Alfalfa is an important forage for dairy cows because it provides fibre that effectively stimulates chewing while providing energy and protein for milk production.
That means it needs to be harvested at the right time, according to North Dakota State University Extension Service dairy specialist J. W. Schroeder.
Recent warm weather and adequate moisture have the crop nearing the best time to harvest “dairy-quality” alfalfa, he notes. While not everyone needs dairy-quality alfalfa, dairy managers and those who seek to provide high-quality forage in that market need to get ready to harvest.
The harvest on alfalfa plots at the North Dakota Agricultural Experiment Station’s main station in Fargo began this week. Stands at Research Extension Centers to the west are about four to five days behind for every 150 miles they are from Fargo.
“As temperatures rise, the difference will shorten,” Schroeder says. “But when to harvest is your decision. However, if you want dairy quality, you better get on the stick. The stick I’m referring to is the PEAQ (predictive equations for alfalfa quality) stick. It’s not a new technique, but it is a low-cost, well-tested and reliable method to predict optimum dates for first cuttings by monitoring plant development and quality.”

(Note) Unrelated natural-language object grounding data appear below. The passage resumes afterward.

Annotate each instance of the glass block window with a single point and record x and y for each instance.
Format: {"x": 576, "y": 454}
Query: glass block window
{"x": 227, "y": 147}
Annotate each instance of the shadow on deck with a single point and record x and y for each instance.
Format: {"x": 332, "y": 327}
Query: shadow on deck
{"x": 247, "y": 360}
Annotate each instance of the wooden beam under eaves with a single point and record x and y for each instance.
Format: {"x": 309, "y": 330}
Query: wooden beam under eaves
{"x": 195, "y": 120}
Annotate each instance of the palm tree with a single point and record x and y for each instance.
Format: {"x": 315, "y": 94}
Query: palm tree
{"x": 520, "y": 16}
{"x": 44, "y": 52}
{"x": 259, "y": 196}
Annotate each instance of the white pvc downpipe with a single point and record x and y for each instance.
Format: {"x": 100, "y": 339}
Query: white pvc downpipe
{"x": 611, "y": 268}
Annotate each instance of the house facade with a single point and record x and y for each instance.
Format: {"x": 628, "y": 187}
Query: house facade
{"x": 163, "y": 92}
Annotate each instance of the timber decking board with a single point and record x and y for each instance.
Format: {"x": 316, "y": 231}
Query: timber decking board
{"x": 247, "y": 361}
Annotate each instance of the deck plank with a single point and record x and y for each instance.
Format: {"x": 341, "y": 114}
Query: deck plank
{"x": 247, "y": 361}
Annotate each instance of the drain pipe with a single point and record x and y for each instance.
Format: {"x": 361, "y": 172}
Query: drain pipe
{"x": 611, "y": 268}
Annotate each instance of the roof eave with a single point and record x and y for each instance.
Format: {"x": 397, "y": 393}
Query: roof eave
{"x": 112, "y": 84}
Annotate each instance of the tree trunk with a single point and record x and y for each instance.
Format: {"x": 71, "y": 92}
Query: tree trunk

The PEAQ method estimates fibre and relative feed value (RFV) based on the height of the tallest stem and the stage of plant maturity in a sampling area.
Approximately 15 to 20 RFV units are lost during harvest and storage, so alfalfa needs to be cut at 165 to 170 RFV, as calculated using PEAQ, to have an RFV of 150 for harvested high-quality alfalfa forage.
An RFV of 172 in the field equates to alfalfa 26 inches tall and in the bud stage.
Alfalfa at the main station grows about an inch a day. RFV can change three to five points per day in standing forage, so cutting may have to begin before alfalfa reaches a 165-to 170-PEAQ value.
PEAQ predictions are most accurate for good, healthy stands of pure alfalfa.
For dairy-quality alfalfa, the measure of fibre most commonly used to balance diets of lactating dairy cows is neutral detergent fibre (NDF). The optimum concentration of NDF for alfalfa is 40 per cent, Schroeder says. Alfalfa containing 40 per cent NDF allows reasonable grain concentrations in the diet while maintaining adequate NDF concentrations.
The protein concentration of alfalfa with 40 per cent NDF is usually moderate (approximately 20 per cent of dry matter), and additions of low-protein grains such as corn allow flexibility in diet formulation for ruminally undegraded protein while avoiding excessive protein concentrations.
“The first harvest is typically the highest yielding, yet the most difficult crop to put up in a timely manner,” Schroeder says. “The PEAQ stick is a simple, effective tool to schedule your harvest to achieve forage-quality target levels. However, the method is not designed to balance rations and does not account for quality changes due to wilting, harvesting, storage or weather-related challenges.”